Итак, я твердо знала, что веду Марину Ивановну к людям сердечным и деятельным, но и я не ждала такого приема, какой они оказали ей. Татьяна Алексеевна сразу и не без торжественности поблагодарила меня за то, что я привела к ней столь дорогую гостью. «Всю жизнь мечтала познакомиться с Мариной Цветаевой», – сказала она и точно пароль прочитала строку: «У меня в Москве купола горят»… Освободив Цветаеву от пальто и мешочка и усадив ее за стол, Татьяна Алексеевна спросила:
– Скажите. Марина Ивановна, как вы могли в 16-м году провидеть близкую смерть Блока?
Откуда взялось у вас такое предчувствие?
– Из его стихов, конечно, – ответила Марина Ивановна. – Там все написано.
Через десять минут на столе, застланном ослепительно белой наволочкой (в комнате все сверкало, как в хорошей больничной палате: Татьяна Алексеевна, добиваясь антисептики, мыла пол и окна ежедневно), на столе стояли: кипящий чайник, аккуратными ломтями нарезанный черный хлеб и, вместо сахара, – леденцы. Марина Ивановна пила большими глотками чай, отложив папиросу, а Михаил Яковлевич, умоляюще глядя на нее блестящими больными глазами, просил ее курить, не стесняясь его непрерывного кашля. Спокойно, весело, плавно двигалась по комнате полная светловолосая Татьяна Алексеевна, расставляя раскладушку и расправляя простыни. «Ни в какое общежитие мы вас больше не пустим, – говорила она. – Там грязно и тесно. Вы будете у нас читать стихи, потом обедать, потом спать. Утром пойду с вами вместе искать комнату – поближе к нам, – у меня на примете их несколько. Я здесь уже всех хозяев изучила… Стихи будете нам читать о Блоке, это мои любимые, а потом какие хотите… А найдем комнату – пропишетесь и съездите в Елабугу за сыном».

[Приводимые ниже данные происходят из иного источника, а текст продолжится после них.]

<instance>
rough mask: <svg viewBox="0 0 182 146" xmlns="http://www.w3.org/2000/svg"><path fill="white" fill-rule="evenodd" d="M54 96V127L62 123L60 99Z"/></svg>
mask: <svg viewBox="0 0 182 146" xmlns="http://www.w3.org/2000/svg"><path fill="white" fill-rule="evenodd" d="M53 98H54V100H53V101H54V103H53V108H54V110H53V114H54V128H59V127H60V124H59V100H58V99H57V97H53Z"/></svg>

Марина Ивановна менялась на глазах. Серые щеки обретали цвет. Глаза из желтых превращались в зеленые. Напившись чаю, она пересела на колченогий диван и закурила. Сидя очень прямо, с интересом вглядывалась в новые лица. Я же, глядя на нее, старалась сообразить, сколько ей может быть лет. С каждой минутой она становилась моложе.
– Вы встретили меня с таким благородным радушием, – сказала Марина Ивановна, обращаясь к хозяевам дома, – что я чувствую себя обязанной рассказать вам свою историю.
«Начало неудачное, – подумала я. – Они – как и я – отлично знают, что Цветаева – зачумленная. И не по неведению встретили ее столь радушно».
Новыми для меня в ее истории были: отчетливость в произнесении слов, соответствующая отчетливой несгибаемости прямого стана; отчетливая резкость внезапных движений, да еще та отчетливость мысли, с какой она, судя по ее рассказу, понимала, как жестоко заблуждаются муж и дети, жаждущие возвратиться на родину.
– Сергей Яковлевич принес однажды домой газету – просоветскую, разумеется, – где были напечатаны фотографии столовой для рабочих на одном из провинциальных заводов. Столики накрыты тугими крахмальными скатертями, приборы сверкают; посреди каждого стола – горшок с цветами. Я ему говорю: а в тарелках – что́? А в головах – что́?
Спрашивала она уже не у Сергея Яковлевича, а, скорее, у нас, и эти настойчивые «что́?», нарушая мерность речи, выскакивали из ее уст с оглушительной внезапностью, как из бутылок пробки. – А в будущем – что?
Она досказала свою историю до дня ареста дочери, а затем мужа, то есть до осени 1939 года. Произнесла последнюю фразу скороговоркой и умолкла. И когда она умолкла, ни один из нас не решился просить о продолжении. Жестокостью было бы заставить ее договаривать.
– Прочитайте стихи к Блоку, – попросила Татьяна Алексеевна.
– Старье. Не хочу. Я вам прочитаю «Тоску по родине».
Я смотрела не на нее, а в окно. Не видя, лучше слышишь.